An attack on Facebook exposed information on nearly 50 million of the social network's users, the company announced Friday -- and gave the attackers access to those users' accounts with other sites and apps that they logged into using Facebook.

The attackers exploited a bug in a feature called "View as" that lets users see their Facebook page the way someone else would. The attackers were able to take over the accounts and use them exactly as if they were the account holders. That would include posting or viewing information shared by any of that account's friends. Facebook says no credit card information stored with the company was accessed.

Facebook said it does not know who the attackers were or where they were based. It also said it has already fixed the issue and informed the FBI and other law enforcement, as well as lawmakers and regulators. It has also informed the Irish Data Protection Commission about the breach, a step required by Europe's GDPR regulations. The commission said it received the notification, but expressed concern with its timing and lack of detail.

More than 90 million users were forcibly logged out of their accounts by Facebook and had to log back in on Friday for security reasons. The accounts of Facebook CEO Mark Zuckerberg and COO Sheryl Sandberg were among the 90 million accounts forcibly logged out by Facebook.

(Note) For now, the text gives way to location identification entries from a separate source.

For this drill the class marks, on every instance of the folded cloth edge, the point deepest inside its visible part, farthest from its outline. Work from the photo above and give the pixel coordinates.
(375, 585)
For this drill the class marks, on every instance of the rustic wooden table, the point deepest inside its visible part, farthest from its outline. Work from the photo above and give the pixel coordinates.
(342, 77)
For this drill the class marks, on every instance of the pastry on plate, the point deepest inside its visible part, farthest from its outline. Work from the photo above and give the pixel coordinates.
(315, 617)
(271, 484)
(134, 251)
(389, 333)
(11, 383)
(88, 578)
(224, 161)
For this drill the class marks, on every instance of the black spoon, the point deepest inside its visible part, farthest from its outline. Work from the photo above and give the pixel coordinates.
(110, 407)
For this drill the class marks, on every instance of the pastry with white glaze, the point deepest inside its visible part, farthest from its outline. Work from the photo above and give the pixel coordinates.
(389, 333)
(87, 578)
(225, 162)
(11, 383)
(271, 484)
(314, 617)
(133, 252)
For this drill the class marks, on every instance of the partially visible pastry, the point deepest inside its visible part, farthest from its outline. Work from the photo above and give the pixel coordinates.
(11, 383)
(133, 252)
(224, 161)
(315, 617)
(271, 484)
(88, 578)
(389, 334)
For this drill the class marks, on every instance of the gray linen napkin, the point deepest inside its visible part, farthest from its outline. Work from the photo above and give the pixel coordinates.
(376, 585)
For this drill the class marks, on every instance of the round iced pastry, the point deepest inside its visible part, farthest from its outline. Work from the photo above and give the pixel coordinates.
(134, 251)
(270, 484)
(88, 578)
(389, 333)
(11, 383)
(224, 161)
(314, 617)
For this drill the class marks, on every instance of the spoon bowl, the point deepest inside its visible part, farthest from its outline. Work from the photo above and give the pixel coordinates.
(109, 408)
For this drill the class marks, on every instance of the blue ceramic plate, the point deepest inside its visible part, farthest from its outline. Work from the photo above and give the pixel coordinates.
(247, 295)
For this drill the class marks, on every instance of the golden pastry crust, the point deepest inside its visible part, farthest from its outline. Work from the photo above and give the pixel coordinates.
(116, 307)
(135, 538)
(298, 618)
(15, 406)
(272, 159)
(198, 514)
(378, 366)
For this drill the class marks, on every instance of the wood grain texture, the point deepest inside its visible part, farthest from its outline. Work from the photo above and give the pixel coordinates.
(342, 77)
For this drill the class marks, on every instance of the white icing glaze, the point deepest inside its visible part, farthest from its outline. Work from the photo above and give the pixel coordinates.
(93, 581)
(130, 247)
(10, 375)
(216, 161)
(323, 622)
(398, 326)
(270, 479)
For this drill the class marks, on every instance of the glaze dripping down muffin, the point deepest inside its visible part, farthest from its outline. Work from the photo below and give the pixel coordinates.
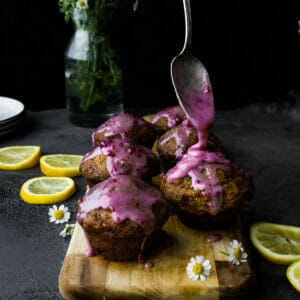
(118, 157)
(122, 217)
(174, 143)
(206, 189)
(168, 118)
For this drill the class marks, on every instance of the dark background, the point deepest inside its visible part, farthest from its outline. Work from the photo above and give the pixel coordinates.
(250, 48)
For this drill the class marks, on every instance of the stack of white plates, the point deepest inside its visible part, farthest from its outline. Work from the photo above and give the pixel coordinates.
(12, 115)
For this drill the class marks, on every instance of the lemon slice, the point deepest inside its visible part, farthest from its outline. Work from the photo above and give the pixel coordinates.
(60, 165)
(293, 275)
(277, 243)
(47, 190)
(19, 157)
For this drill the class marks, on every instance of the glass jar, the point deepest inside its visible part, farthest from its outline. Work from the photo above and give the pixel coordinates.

Users do not need to take any additional security precautions or reset their passwords, said Facebook. All logged out users will receive a notification about the issue from Facebook, but it won't tell them if they were in the group of 50 million impacted or 40 million included as a precaution.

The attackers would have also been able to access third-party services or sites accessed with a Facebook login, Facebook's Guy Rosen said in a follow-up call with reporters on Friday, though it is not yet clear if they did so. It could have also impacted Instagram accounts that use the same login as Facebook, but Rosen said WhatsApp, which is also owned by Facebook, was not impacted. The company declined to confirm if this was the largest hack it has experienced to date.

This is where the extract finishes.